In Kroatien wird heute, Freitag, der Boykott gegen die Preisexplosion fortgesetzt. „Was wir am Freitag erlebt haben, war sehr vielversprechend“, sagte Josip Kelemen, Berater der Plattform Halo gegenüber Večernji list, nach einer ersten derartigen Aktion vor einer Woche. Damals wurde über die Plattform „Halo inspektore“ in sozialen Medien dazu aufgerufen, nicht im Lebensmittelhandel, Drogeriemärkten und Tankstellen einzukaufen. Breite Unterstützung dafür kam von Verbraucherschutzorganisationen, der Gewerkschaft und auch aus der Politik, selbst Minister riefen dazu auf, sich dem Kampf gegen die Teuerung anzuschließen. Darunter Wirtschaftsminister Ante Šušnjara, Umweltministerin Marija Vučković sowie Parlamentspräsident Gordan Jandroković.

Diesmal will man einen Schritt weitergehen: „Wir rufen alle dazu auf, von jeglichen Käufen abzusehen, nicht nur in Geschäften, sondern auch an anderen Orten.“ Kroatiens Verbraucher wehren sich mit dem Boykott gegen die Preisexplosion im eigenen Land.

44 Millionen Euro weniger ausgegeben

Am 24. Jänner blieben die Geschäfte am 24. Januar in Kroatien vielerorts menschenleer. Auswertungen der Finanz zeigten, dass im Vergleich zur Vorwoche an diesem Tag 44 Prozent weniger Rechnungen ausgestellt wurden, der Umsatz brach sogar um 53 Prozent ein. Ein Minus von 52 Millionen Euro. Zwar wurde am Donnerstag und am Samstag etwas mehr als üblich konsumiert, bei der Betrachtung der gesamten Woche wurden aber insgesamt 44,183 Millionen Euro weniger ausgegeben. Das entspreche einem Prozent des Jahresumsatzes der fünf großen Handelsketten in Kroatien, schreibt Dnevnik.hr.

Totaler Konsumverzicht

Der Aufruf kommt nun einem totalen Konsumverzicht nahe: „Wir fordern die Bürger dringend auf, an diesem Tag nichts zu bestellen, keine Dienstleistungen in Anspruch zu nehmen, Rechnungen nicht zu bezahlen, Banken zu boykottieren und keinen Kraftstoff zu kaufen. Kaufen Sie nicht online ein und gehen Sie nicht in Drogerien“, sagte Kelemen und ruft auch die Handelsangestellten auf, sich der Aktion anzuschließen: „Zeigt am Freitag, dass Ihr bei uns seid und protestiert friedlich mit. Arbeitet so langsam wie möglich.
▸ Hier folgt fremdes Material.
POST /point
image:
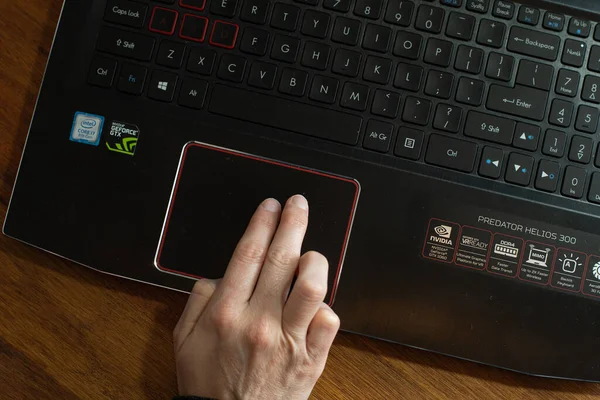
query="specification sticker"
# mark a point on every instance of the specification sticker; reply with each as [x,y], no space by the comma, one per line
[505,255]
[537,262]
[591,286]
[473,247]
[568,269]
[441,240]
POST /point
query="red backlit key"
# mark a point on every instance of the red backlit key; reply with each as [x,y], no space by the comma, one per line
[193,28]
[193,4]
[224,34]
[163,20]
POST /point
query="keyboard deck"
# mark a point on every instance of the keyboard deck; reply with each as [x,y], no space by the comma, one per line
[493,88]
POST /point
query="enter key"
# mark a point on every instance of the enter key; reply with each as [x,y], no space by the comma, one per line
[521,101]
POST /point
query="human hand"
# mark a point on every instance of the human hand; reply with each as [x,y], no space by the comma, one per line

Wir wollen Eure Jobs nicht gefährden, wir sagen nur Nein zu der Preisexplosion“.

Preistreiber

Drei Handelsketten und drei Produktgruppen, die man als besondere Preistreiber identifiziert haben will, sollen sogar eine Woche lang links liegen gelassen werden. Die Plattform ruft dazu auf „Eurospin“, „DM“ und „Lidl“ von Donnerstag bis zum 5. Februar zu boykottieren. So lange solle man auch kohlensäurehaltige Getränke des Getränkeriesen „Coca Cola“, in Flaschen abgefülltes Wasser, das mittlerweile teurer sei als Bier, und Waschmittel nicht einkaufen. Laut Kelemen wurden die Preise der Reinigungsmittel um bis zu 100 Prozent erhöht und zudem seien die Verpackungsgrößen reduziert worden, was aus Verbrauchersicht inakzeptabel sei. Auch den Banken und Telekommunikationsunternehmen, die schon 2024 ihre Gebühren erhöht hätten und wieder neue Gebühren ankündigen, solle man eine starke Botschaft senden und am kommenden Freitag auf ihre Dienstleistungen verzichten.

Sorge vor Rezession

Nicht alle sehen im Boykott die Lösung gegen die Teuerung. Große Handelsketten würden diesen Boykott unbeschadet überstehen, treffen werde es nur die kleinen Geschäfte, die unter dem Konsumverzicht massiv leiden. Der renommierte kroatische Volkswirt Petar Vušković warnt im Gespräch mit 24sata.hr gar vor einer drohenden Rezession und steigender Arbeitslosigkeit, sollte der Boykott langfristig andauern.